Blood of the Werewolf Review

by on November 8, 2013

Did you know, that there is no female equivalent of “werewolf”? We have mermen and mermaids, vampires and vampiresses, warlocks and witches but no feminine werewolf noun. I have thought about this for far too long and I propose they should be called “werebitches”, because it sounds totally badass. Right. Glad that’s sorted.

Blood of the Werewolf is a 2D action platformer from indie developer Scientifically Proven, part Castlevania and part Super Meat Boy, smothered by an overly dramatic narrative that attempts to pay homage to the classic monster movies of the 30s and 40s. It sounds good on paper, but fails to achieve any one aspect particularly well. It just about manages to pass with solid gameplay and decent level design, but neither are anything to shout about.

You play as Selena, a Werebitch, on the hunt for her kidnapped baby after an attack left her severely wounded and her husband dead. But if movies, TV and games have taught us anything, it’s that you don’t mess with a mama’s baby (or a baby mama for that matter) so armed with her crossbow and the ability to go full beast mode, she takes on the other classic ghouls including Dracula, the Mummy and Hyde (of “Jekyll and” fame). I’m not sure why the other monsters are such a pain, though; you’d think being feared and hated by all of humankind would bring them together to form a sort of Munsters-type commune, but apparently not. They hate you and they hate your baby. After a few of them feel the sharp, bloody claws of female empowerment, you find out Dr. Frankenstein is the main culprit and plans to make an army of werewolves from your child’s blood. You are understandably upset by this.


It’s not the worst excuse for a plot ever seen, but it does take itself very seriously. The writing is over the top most of time and doesn’t allow the solid voice acting to do itself justice. If it opted for a lighter tone, maybe one a little more playful, it might be much more charming. Sadly, it demands to be taken seriously, even with such antiquated and tired subject matter.

The influence of classic horror movies is obviously apparent, but poorly incorporated. The grainy, vintage title cards announcing boss fights and new locations are about the only thing that capture the vibe it was aiming for. The atmosphere they were trying to create is slightly at odds with the choice of art style, as Scientifically Proven attempt to merge the monochrome menace of Universal Pictures’ pioneering monster flicks with crisp, colourful cartoons. It just doesn’t work. However, if they had opted for a less serious approach then it could well have suited.

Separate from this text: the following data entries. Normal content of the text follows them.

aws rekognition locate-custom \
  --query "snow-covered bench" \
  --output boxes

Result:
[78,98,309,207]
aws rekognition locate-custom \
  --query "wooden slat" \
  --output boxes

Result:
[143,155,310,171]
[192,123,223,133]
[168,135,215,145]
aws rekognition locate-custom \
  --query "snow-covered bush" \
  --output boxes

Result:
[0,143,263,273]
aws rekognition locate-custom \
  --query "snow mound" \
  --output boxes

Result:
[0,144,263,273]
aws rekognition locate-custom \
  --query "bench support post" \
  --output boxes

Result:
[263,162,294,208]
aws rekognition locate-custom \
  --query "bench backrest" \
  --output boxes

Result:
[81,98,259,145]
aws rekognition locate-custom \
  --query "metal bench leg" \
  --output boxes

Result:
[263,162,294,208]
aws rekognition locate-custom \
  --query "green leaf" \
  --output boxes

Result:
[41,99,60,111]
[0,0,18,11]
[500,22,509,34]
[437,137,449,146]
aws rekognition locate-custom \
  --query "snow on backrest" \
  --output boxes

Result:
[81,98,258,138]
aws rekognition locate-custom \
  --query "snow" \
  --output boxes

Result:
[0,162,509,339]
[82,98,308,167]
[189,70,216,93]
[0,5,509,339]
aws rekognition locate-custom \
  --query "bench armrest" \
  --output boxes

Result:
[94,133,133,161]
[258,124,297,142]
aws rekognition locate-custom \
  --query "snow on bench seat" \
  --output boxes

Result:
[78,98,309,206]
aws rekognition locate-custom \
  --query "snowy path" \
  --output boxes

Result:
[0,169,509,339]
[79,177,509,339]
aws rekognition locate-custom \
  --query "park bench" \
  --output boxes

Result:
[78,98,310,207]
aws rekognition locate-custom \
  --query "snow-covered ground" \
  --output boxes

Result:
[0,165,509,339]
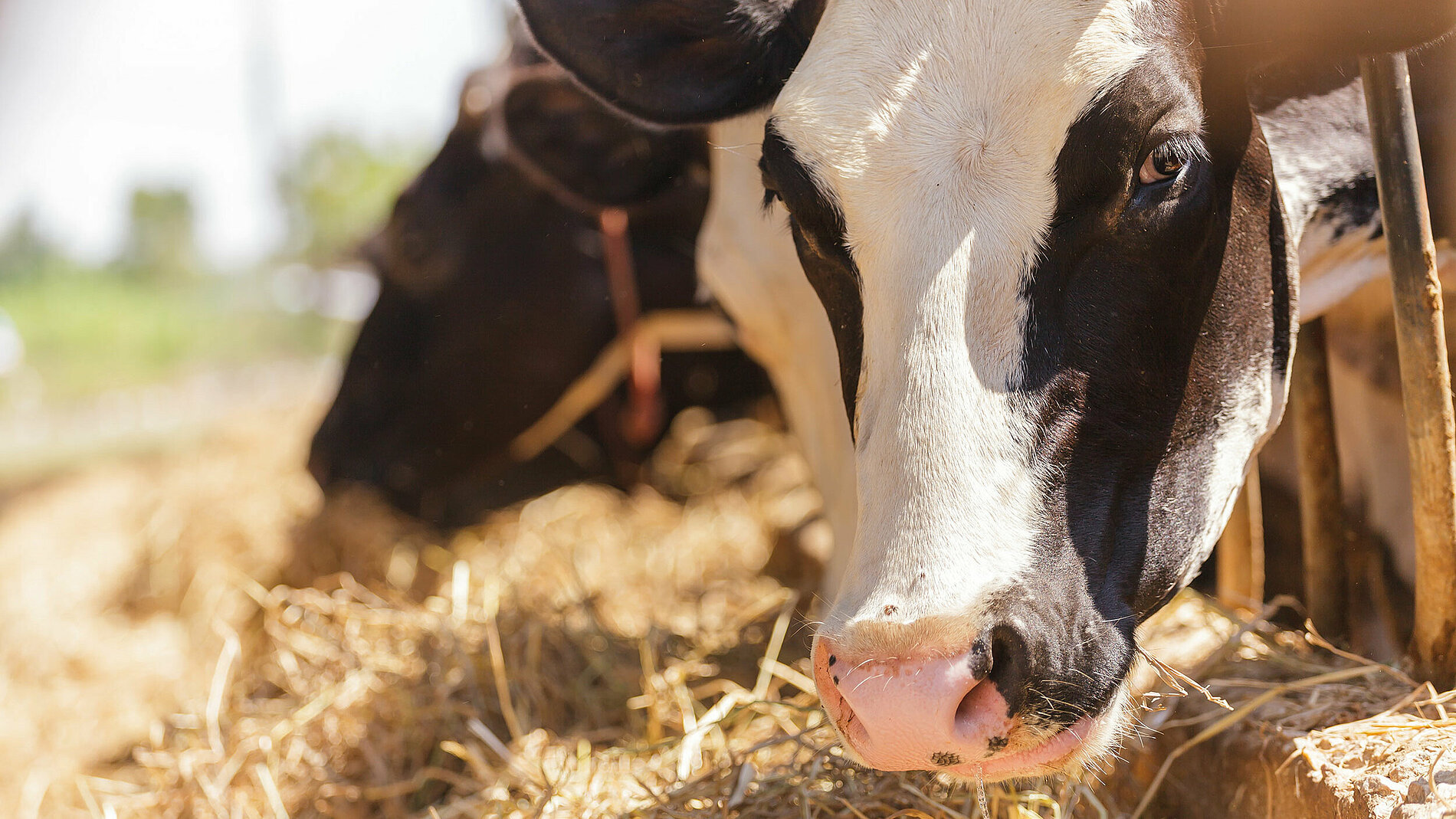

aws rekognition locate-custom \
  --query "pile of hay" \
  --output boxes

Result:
[14,404,1456,819]
[1134,601,1456,819]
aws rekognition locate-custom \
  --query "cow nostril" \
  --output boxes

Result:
[985,624,1031,714]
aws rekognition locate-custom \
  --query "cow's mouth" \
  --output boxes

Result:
[945,714,1107,783]
[814,640,1126,781]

The game plays like any Castlevania clone but with one minor difference: Werebitch powers. In human form, you’re armed with a crossbow; while channeling your inner wolf, you rely on melee attacks but have the added “double-jump” ability. Both have their merits and uses but you don’t get a say in when you transform. At various points in each of the 10 levels, you change from one form to another, but it would be far more enjoyable if you were allowed to choose for yourself. Upgrades are available for each form but, they are well-hidden.


The levels themselves are well-designed, and variation keeps things fresh – there are some clever platform moments that really stand out. Of course, there are also a share of rage-inducing, controller-tossing, hyper-difficult moments that will make you swear like a dock-worker with tourettes. The Super Meat Boy comparison is justified, but where that game made you feel like it was your fault, Blood of the Werewolf feels less fair at times, with certain jumps or sequences that are too unforgiving.

VERDICT: Blood of the Werewolf is a short ride and, ultimately, a forgettable one. There’s little to bring you back around for another pass unless online leaderboards are your thing, and although it’s selling for a bargain on Steam it just doesn’t come highly recommended. There are some brief moments where it shines, but it’s mostly flat, uninspiring and lacking any real innovation. But the most important thing is that we finally answered the age old question of what to call female werewolves.


AVERAGE. The epitome of a 50/50 game, this title will be unspectacular but inoffensive, charmless but amiable. We aren’t condemning a game by scoring it a 5, but we certainly aren’t championing it, either.